Hubert looked puzzled. “What are they?”
Holland was beaming. “Ripples in the curvature of space-time. Massless and very hard to detect because when they reach the earth they usually have small amplitude and an almost infinitesimally small volume. Detectors have to be extremely sensitive, and usually other sources of white noise overwhelm the signal.”
“What produces them?” I was racking my brain to remember physics lessons. Twenty years and a lot of water under the bridge since then.

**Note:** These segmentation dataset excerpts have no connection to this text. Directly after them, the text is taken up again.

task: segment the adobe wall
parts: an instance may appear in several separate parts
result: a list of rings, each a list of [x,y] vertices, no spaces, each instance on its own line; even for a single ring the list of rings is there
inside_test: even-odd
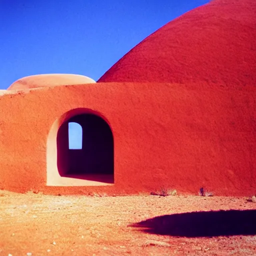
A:
[[[207,84],[97,83],[0,96],[0,188],[53,194],[256,191],[256,91]],[[46,186],[48,136],[84,108],[113,132],[114,185]]]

“Spinning objects in space,” said Holland. “Binary black holes, rotating supernovae, revolving neutron stars, those kind of things. Gravitational waves carry energy away from them. Astronomy has been revolutionised by the finding of these waves. They’re giving us incredible insights into the workings of the universe. New ways to observe and quantify the very early universe, which isn’t possible with conventional astronomy.”
“Save the lecture for another time Mike, and get to the point,” interrupted Hubert, giving him a stony look.
Holland sat back. He pointed to the screen with the frozen whirling pattern and with a mouse click set the image running. “This is a two dimensional representation of the gravitational waves generated by that object. We’re seeing the effect of a polarised wave on a ring of inert particles in the detector. These waves are travelling at the speed of light and oscillating roughly once every two seconds, with a wavelength of about five hundred thousand kilometres.” He turned back and pointed to the picture of the rocky cavern floor, which now was missing a couple of spotlights but otherwise looked undisturbed. “By evaluating red shifting and blue shifting, and analysing the absorption, re-emission and refraction of the waves, we can say without doubt that these waves came from that sphere.”
Hubert shook his head. “How can that be possible? There’s no way there’s a black hole or supernova in that cavern. Has to be a measurement error, doesn’t it? You said yourself that you hadn’t had time to calibrate the detector.”
Holland raised his hands in surrender. “I know, but there it is. We’ve been cross checking the algorithms for the last couple of hours. The data are real. These are quantum fluctuations.”
“Quantum fluctuations?” I said. “Fuck, Dr Holland, you’d make a shitty science teacher.”
“Well you know what they say,” he replied with a smirk. “‘If you think you understand quantum theory, you don’t understand quantum theory’.” He leaned over and activated another monitor sitting directly above the one displaying the cavern floor. He turned to the technician again, “Jo, if you would be so kind… replay at one third speed please.”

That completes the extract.